Mostra no Caxias Shopping resgata a cultura nordestina, apresentando o melhor do sertão brasileiro – do artesanato típico à trajetória de Padre Cícero

Duque de Caxias – A Exposição Sertão Caxias, realizada no Caxias Shopping, ganhou mais uma semana de visitação e seguirá aberta ao público até 22 de julho. A mostra, que é uma iniciativa da Secretaria Estadual de Cultura do Rio de Janeiro, com apoio da UNESCO, reúne o melhor da cultura nordestina – com suas histórias, relíquias, tradição e particularidades – e resgata a importância do Nordeste no desenvolvimento cultural do Brasil através de três temas fundamentais: a religiosidade, o meio ambiente e a economia criativa.Na exposição, que tem visitação gratuita, das 12h às 20h, o público tem acesso à literatura de cordel – gênero literário popular do Nordeste -; ao artesanato de madeira típico da região; a peças produzidas a partir do reaproveitamento de materiais e utensílios de uso diário; a biojóias feitas com semente de açaí, canela e café; a objetos de arte feitos com papel e areia, vindos do Crato, município do Ceará conhecido como o “Oásis do Sertão”; entre outras preciosidades.

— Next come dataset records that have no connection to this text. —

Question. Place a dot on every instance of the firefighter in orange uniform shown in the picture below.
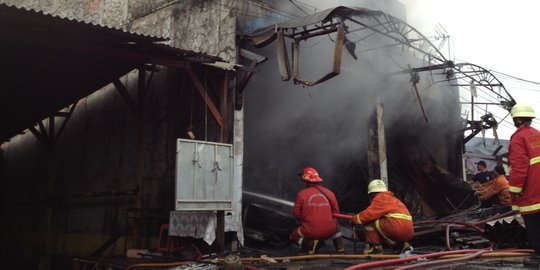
(524, 159)
(386, 218)
(314, 207)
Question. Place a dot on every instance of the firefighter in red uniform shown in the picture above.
(314, 207)
(386, 218)
(524, 159)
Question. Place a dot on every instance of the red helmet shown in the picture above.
(311, 175)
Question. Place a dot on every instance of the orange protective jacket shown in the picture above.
(524, 159)
(498, 186)
(314, 211)
(398, 220)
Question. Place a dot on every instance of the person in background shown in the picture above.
(524, 159)
(483, 174)
(385, 219)
(498, 186)
(314, 207)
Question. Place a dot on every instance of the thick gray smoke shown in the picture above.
(289, 127)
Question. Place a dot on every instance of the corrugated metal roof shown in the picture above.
(49, 62)
(50, 18)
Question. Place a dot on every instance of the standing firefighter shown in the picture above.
(314, 207)
(524, 158)
(385, 218)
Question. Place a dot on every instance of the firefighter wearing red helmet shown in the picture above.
(313, 208)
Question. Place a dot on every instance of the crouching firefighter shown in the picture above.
(313, 208)
(386, 219)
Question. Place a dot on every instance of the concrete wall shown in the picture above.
(202, 26)
(71, 199)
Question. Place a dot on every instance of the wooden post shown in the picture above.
(377, 164)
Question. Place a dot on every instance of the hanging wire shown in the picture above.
(206, 106)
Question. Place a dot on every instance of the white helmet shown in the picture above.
(376, 185)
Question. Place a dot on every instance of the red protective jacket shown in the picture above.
(314, 211)
(498, 186)
(524, 159)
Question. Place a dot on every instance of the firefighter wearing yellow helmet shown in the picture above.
(386, 220)
(524, 159)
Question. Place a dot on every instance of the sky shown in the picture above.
(500, 36)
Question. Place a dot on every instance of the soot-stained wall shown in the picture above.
(289, 126)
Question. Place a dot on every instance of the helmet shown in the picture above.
(522, 110)
(311, 175)
(376, 185)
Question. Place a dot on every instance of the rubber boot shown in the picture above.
(338, 244)
(373, 249)
(406, 250)
(310, 246)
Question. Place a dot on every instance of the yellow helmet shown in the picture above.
(522, 110)
(376, 185)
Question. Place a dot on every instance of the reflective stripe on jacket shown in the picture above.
(524, 159)
(383, 204)
(314, 211)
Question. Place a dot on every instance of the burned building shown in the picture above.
(97, 93)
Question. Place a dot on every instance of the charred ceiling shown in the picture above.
(353, 28)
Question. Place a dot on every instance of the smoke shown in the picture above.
(289, 127)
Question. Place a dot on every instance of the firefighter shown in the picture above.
(524, 159)
(313, 208)
(386, 219)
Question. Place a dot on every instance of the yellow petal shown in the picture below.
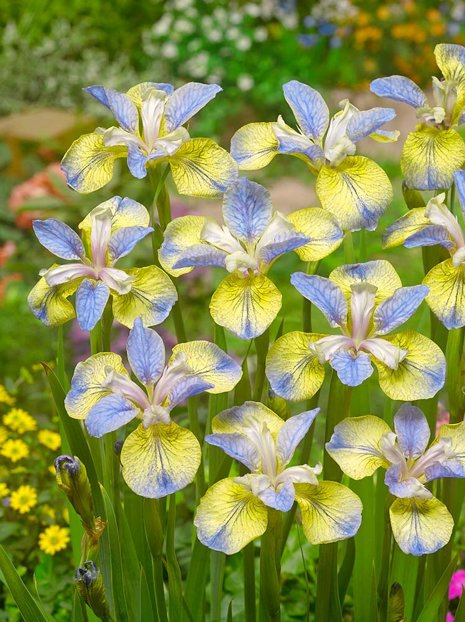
(229, 517)
(245, 306)
(201, 168)
(322, 229)
(88, 164)
(420, 526)
(357, 192)
(160, 460)
(430, 158)
(293, 370)
(87, 383)
(330, 511)
(354, 445)
(254, 146)
(446, 296)
(151, 297)
(421, 373)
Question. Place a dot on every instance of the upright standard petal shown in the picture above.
(292, 367)
(254, 146)
(160, 460)
(87, 383)
(245, 306)
(419, 375)
(446, 297)
(324, 294)
(88, 165)
(58, 238)
(399, 89)
(200, 168)
(420, 526)
(309, 108)
(247, 209)
(151, 297)
(146, 353)
(322, 230)
(330, 511)
(354, 445)
(430, 157)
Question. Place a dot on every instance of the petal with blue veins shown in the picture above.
(58, 238)
(91, 298)
(160, 460)
(146, 353)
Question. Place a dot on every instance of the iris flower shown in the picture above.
(435, 150)
(420, 522)
(234, 511)
(354, 188)
(430, 225)
(150, 131)
(366, 302)
(246, 301)
(159, 456)
(110, 232)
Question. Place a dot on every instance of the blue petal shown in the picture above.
(123, 109)
(397, 309)
(400, 89)
(412, 430)
(91, 298)
(292, 432)
(247, 209)
(110, 413)
(309, 108)
(352, 369)
(124, 240)
(146, 353)
(58, 238)
(324, 294)
(187, 101)
(365, 122)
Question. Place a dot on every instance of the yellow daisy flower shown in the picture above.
(53, 539)
(23, 499)
(15, 450)
(49, 439)
(19, 420)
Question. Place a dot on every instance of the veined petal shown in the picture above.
(146, 353)
(151, 297)
(247, 209)
(201, 168)
(208, 362)
(254, 145)
(292, 368)
(309, 108)
(88, 164)
(324, 294)
(245, 306)
(321, 228)
(399, 89)
(58, 238)
(186, 101)
(354, 445)
(330, 511)
(160, 460)
(87, 383)
(398, 308)
(430, 157)
(446, 296)
(420, 526)
(420, 374)
(379, 273)
(229, 516)
(91, 298)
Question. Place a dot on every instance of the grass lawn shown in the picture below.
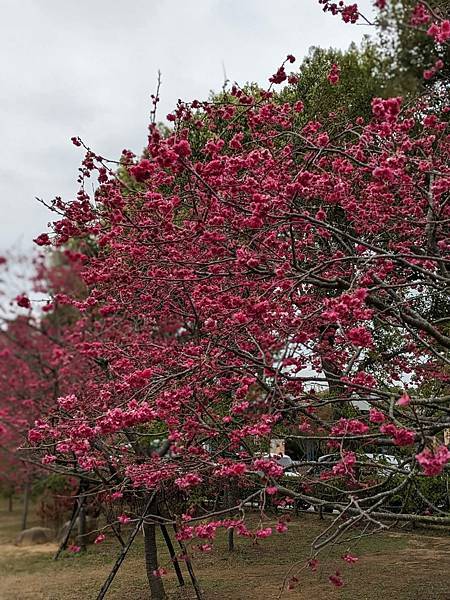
(394, 566)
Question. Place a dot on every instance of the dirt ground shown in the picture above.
(394, 566)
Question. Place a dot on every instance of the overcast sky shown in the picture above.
(88, 67)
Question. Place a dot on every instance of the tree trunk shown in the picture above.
(151, 562)
(82, 524)
(26, 503)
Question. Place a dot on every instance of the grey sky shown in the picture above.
(88, 67)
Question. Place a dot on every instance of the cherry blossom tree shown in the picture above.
(253, 276)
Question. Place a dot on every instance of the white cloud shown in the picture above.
(88, 68)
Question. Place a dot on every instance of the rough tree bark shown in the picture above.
(151, 562)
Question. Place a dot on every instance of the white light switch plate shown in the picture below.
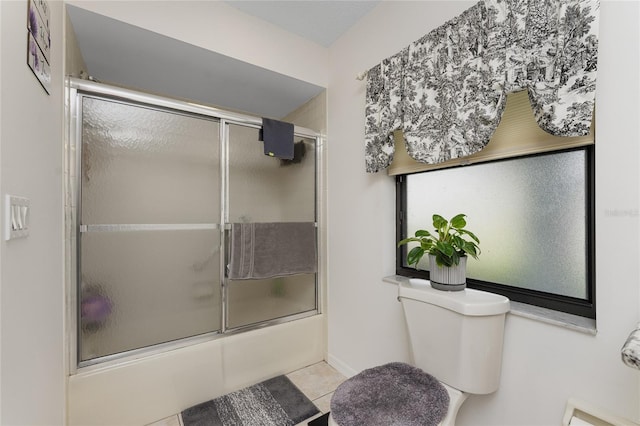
(17, 216)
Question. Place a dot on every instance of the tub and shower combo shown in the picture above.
(170, 290)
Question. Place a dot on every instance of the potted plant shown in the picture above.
(448, 249)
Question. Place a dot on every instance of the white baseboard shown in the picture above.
(341, 366)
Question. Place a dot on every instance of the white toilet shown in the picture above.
(456, 337)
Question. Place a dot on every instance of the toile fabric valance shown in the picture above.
(446, 91)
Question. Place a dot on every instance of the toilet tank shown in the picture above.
(456, 336)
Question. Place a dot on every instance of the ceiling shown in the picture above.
(127, 55)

Padre Cícero – 88 anos de saudade

Um dos destaques da exposição é a história de Padre Cícero, que ganha ainda mais destaque no dia 20 de julho, data de celebração aos 88 anos de saudade do sacerdote conhecido por sua influência religiosa entre o povo nordestino. Além da religiosidade, Padre Cicero é defensor do meio ambiente, devido aos preceitos ecológicos que disseminou no Nordeste. O Greenpeace, uma das mais respeitadas organizações ambientais internacionais, declarou o sacerdote como “Padroeiro das Florestas”.Sua trajetória é apresentada na exposição através de suas relíquias pessoais – como a escrivaninha em que ele trabalhava, suas cartas pessoais, seu título de eleitor e, até mesmo, alguns objetos pessoais, como pratos do dia a dia e cadeiras. Além de conhecer a história de “Padim Ciço”, como ele era conhecido, o público poderá tirar fotos ao lado de uma imagem do sacerdote, de 1,65m, esculpida por Mestre Everaldo, em Juazeiro do Norte, onde ele faleceu em 1934.A exposição dos cordéis é outro destaque da mostra. Embaixo de uma grande árvore, malas antigas estarão repletas de cordéis – folhetos com poemas populares que, no Nordeste, são expostos em cordas ou cordéis, o que deu origem ao nome.

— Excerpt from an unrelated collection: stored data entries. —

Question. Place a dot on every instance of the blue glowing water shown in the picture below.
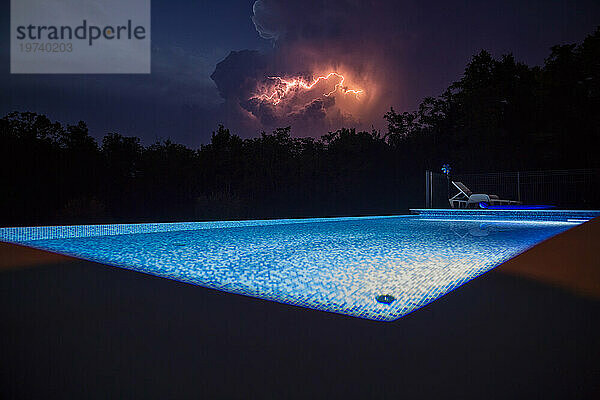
(340, 265)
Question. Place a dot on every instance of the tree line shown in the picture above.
(502, 115)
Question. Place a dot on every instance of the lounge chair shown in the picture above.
(465, 198)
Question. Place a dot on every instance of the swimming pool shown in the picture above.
(378, 268)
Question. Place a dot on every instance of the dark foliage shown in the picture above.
(501, 115)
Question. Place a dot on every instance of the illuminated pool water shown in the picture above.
(342, 265)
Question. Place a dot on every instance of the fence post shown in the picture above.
(427, 189)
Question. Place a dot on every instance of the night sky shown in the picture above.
(397, 52)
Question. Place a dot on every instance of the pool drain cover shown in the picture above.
(385, 298)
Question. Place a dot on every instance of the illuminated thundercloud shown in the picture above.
(280, 87)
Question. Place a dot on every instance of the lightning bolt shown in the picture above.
(284, 86)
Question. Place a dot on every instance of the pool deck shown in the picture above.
(77, 329)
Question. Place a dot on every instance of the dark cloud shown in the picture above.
(397, 51)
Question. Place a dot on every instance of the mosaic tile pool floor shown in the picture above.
(341, 265)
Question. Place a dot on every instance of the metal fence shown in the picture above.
(575, 188)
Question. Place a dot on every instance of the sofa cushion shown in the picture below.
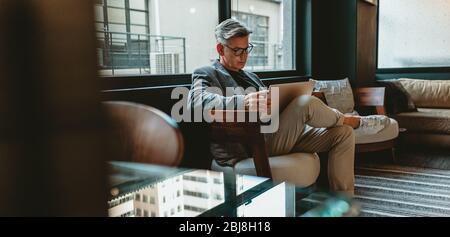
(301, 169)
(338, 93)
(387, 133)
(399, 100)
(426, 120)
(428, 93)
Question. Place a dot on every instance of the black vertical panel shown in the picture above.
(333, 39)
(53, 147)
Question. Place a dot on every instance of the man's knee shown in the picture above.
(346, 132)
(307, 101)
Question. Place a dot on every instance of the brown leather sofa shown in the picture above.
(429, 122)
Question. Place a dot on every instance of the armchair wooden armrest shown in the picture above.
(226, 128)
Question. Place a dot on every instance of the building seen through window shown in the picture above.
(163, 37)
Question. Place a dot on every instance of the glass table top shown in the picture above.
(142, 190)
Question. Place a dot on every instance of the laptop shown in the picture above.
(290, 91)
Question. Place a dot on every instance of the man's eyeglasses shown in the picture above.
(240, 51)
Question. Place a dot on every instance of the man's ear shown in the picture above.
(220, 49)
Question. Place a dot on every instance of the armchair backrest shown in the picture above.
(145, 134)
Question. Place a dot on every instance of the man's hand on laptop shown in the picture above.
(258, 101)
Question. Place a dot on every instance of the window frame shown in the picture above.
(301, 29)
(402, 70)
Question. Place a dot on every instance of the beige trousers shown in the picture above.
(308, 125)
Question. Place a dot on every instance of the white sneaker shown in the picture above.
(371, 124)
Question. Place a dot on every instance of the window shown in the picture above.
(271, 23)
(414, 34)
(138, 37)
(161, 42)
(138, 212)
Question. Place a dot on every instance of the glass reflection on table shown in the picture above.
(139, 190)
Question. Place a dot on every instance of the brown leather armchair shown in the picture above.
(298, 168)
(145, 134)
(301, 169)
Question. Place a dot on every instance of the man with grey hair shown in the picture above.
(306, 125)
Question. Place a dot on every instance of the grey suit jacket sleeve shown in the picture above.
(202, 94)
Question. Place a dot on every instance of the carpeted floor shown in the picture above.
(399, 191)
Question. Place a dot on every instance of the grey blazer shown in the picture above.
(200, 96)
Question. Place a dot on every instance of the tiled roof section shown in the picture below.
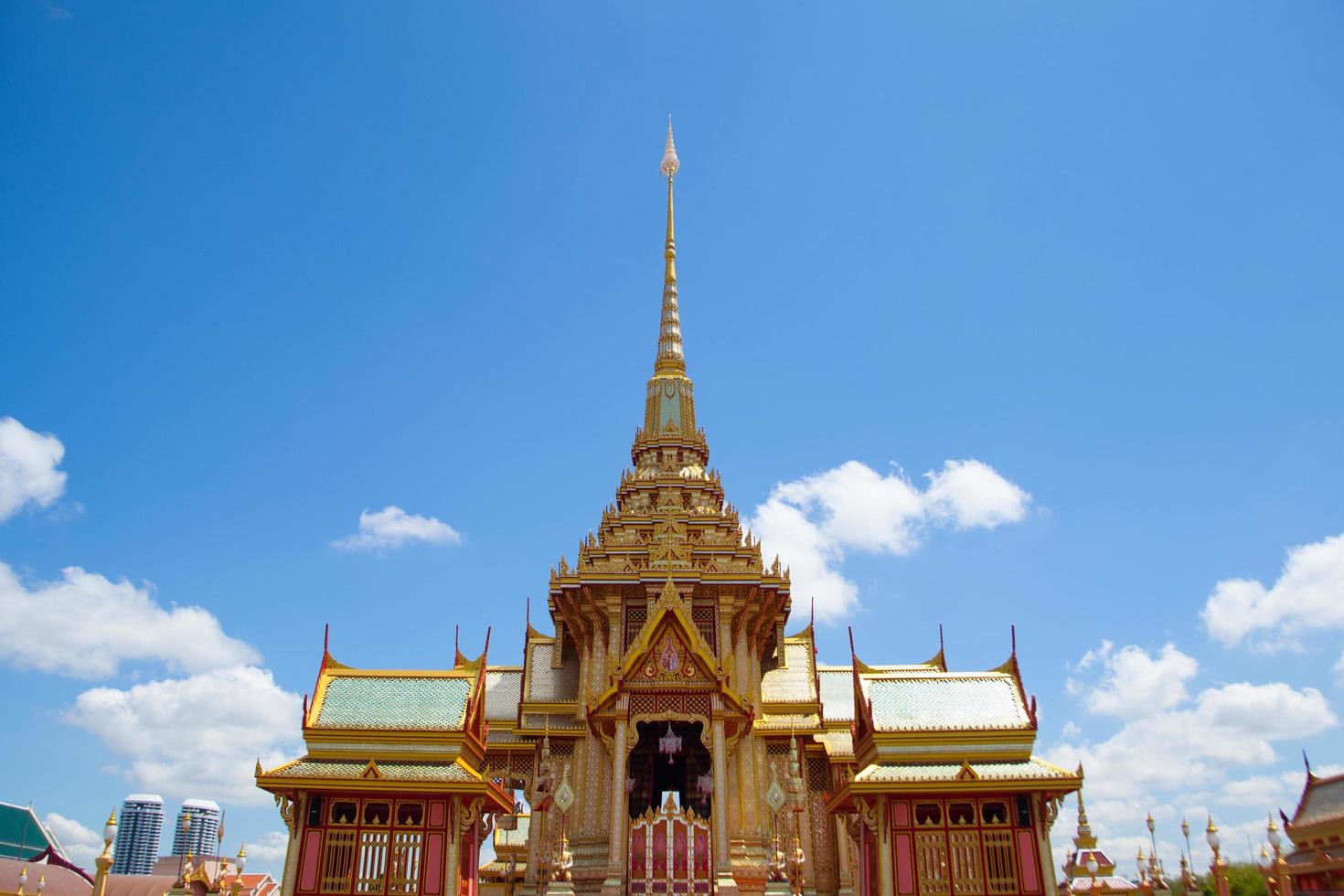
(839, 743)
(514, 838)
(549, 686)
(1106, 884)
(136, 884)
(1323, 801)
(941, 773)
(503, 693)
(555, 721)
(791, 683)
(22, 835)
(394, 703)
(339, 769)
(941, 701)
(791, 721)
(1312, 855)
(837, 693)
(497, 738)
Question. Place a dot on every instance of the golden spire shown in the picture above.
(669, 359)
(1085, 838)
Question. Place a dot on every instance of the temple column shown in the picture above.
(844, 879)
(296, 835)
(883, 844)
(453, 860)
(722, 860)
(615, 856)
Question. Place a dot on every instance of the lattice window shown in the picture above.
(371, 870)
(966, 878)
(823, 844)
(635, 618)
(1000, 869)
(703, 620)
(932, 863)
(403, 873)
(698, 706)
(337, 860)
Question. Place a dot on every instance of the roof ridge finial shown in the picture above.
(669, 359)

O forró, gênero musical típico da região, não poderia estar de fora. Durante o período da exposição, a música popular nordestina – reconhecida como Patrimônio Histórico Brasileiro – vai ser apresentada às segundas, às quartas e às sextas-feiras para crianças da rede estadual de escolas do município.“Essa exposição é um afago em nome da arte e do desenvolvimento no povo nordestino tão presente nessa região”, diz Marcelo Fraga, museólogo e curador da exposição.Para Michelle Coutinho, gerente de marketing do Caxias Shopping, esse momento é de realização. “Essa exposição reforça nosso compromisso de democratizar a cultura para a população de Caxias”, diz.